My good friend Ai Ueno invited me to a concert on Friday night at this extremely compact club, Keith Flack. The band was Little Fats and Swingin Hot Shot Party (ridiculously hard to pronounce for Japanese people...go figure) from Tokyo. This was their second time in Fukuoka, and they were INCREDIBLE. It was my first time seeing an all Japanese Jazz band but all my fears were put to rest as soon as the first note was played.

EVERYONE was dancing their hearts out. It was a blast, and I was the ONLY white guy there. It was like...heaven or something.

My incredibly creative artist friend Ai. We met quite randomly on a missionary ship that was staying in the Fukuoka harbor. Sometimes I go to church with her and her family, but it takes about an hour and half to 2 hours to get there, so I dont make it every Sunday.

Ai`s boyfriend is a stinkin awesome DJ

The concert was followed by a 2 hour conversation downstairs in the lounge, ALL IN JAPANESE!!! Naturally, it consisted mostly of me intently listening, wracking my brain for any words I could understand.
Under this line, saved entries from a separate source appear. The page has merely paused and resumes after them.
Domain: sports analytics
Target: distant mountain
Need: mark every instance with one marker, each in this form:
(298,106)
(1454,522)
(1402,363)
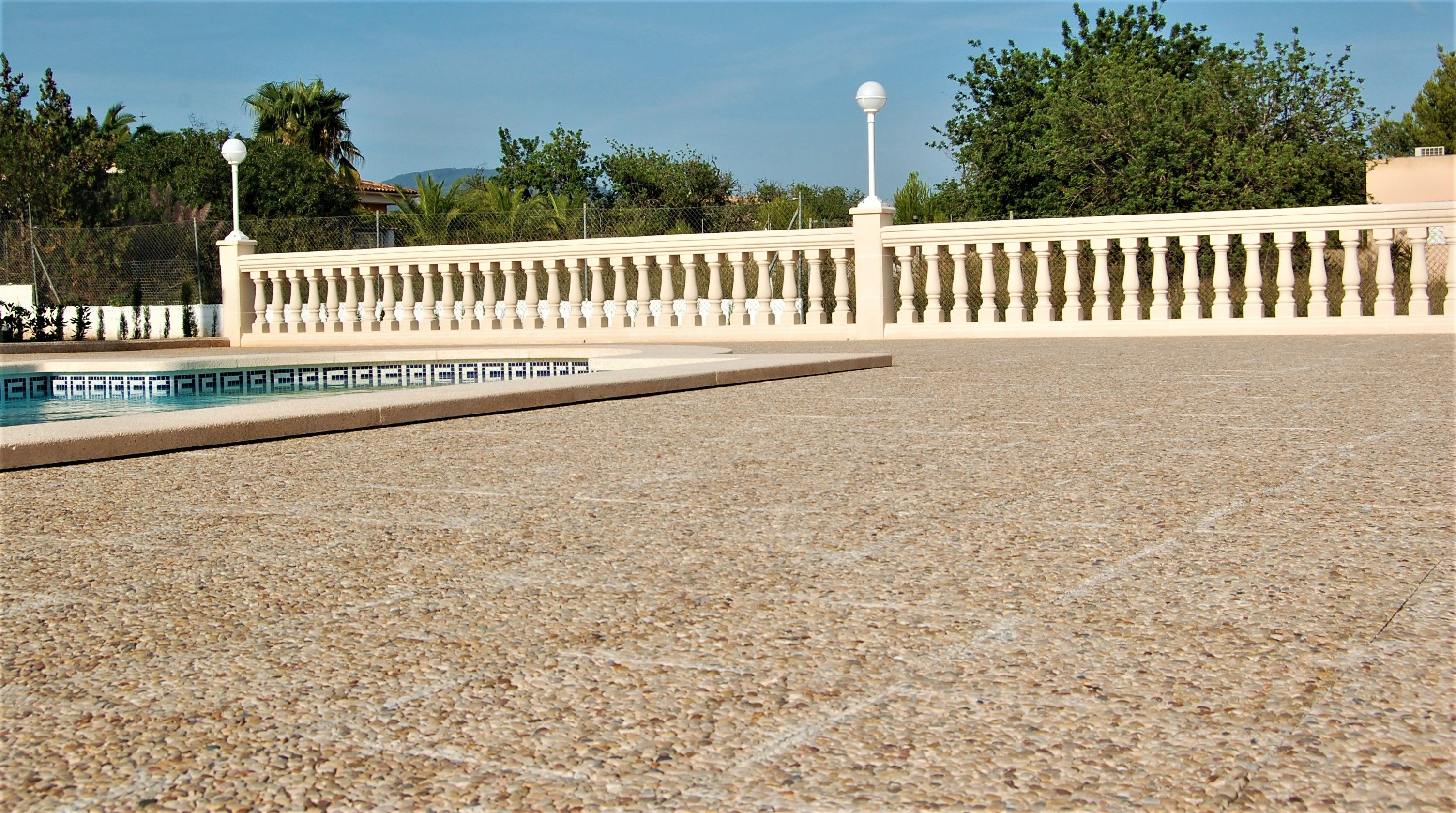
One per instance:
(444,175)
The guy in the sailor outfit spoke about as fast as the micro machines guy, which certainly didnt help in my ability to understand, but he was such a good storyteller I couldnt stop listening.

Good times. Many dances were danced. Many friends were made.

Sunday, September 9, 2007

A long time coming...

Ive been in Japan for what...4 months now. A bit hard to believe, especially considering how much trouble I have communicating, but this whole language learning thing is finally starting to come along.

Rather than try to create an interesting story in the 20 minutes of remaining break time I have between classes, Ill just how you pictures. Stories can come later.

I lost my camera in Korea and had to buy a new one, these were the first pictures I took.

Ohoori Park. I pass through here everyday on my way home. Its a good way to get away from the smell of exhaust for a few minutes.

an old man i found reading the newspaper in a sweet little resting spot.

a river pretty close to my apartment

my sweet basket carrying my trusty umbrella.

the building on the right is my apartment. Chris if you read this you will love to know that my apartments name is Riberaru...or "Liberal". I just moved in here about 2 weeks ago. It was quite the experience.

a sneak peak at my TINY apartment. Its actually pretty big for Japan standards.

this is the cooking equipment that came with my "fully equipped" apartment

this so-called stove is an old electric MESS. and it stinks.

These things are my best friends. Throw an eggand some boiling water in there, and BAM instant gourmet dinner.

BARI UMA! Delicious!

I miss you all, Ill write more later. Sorry for not putting up ANYTHING in the last 4 months. Ja!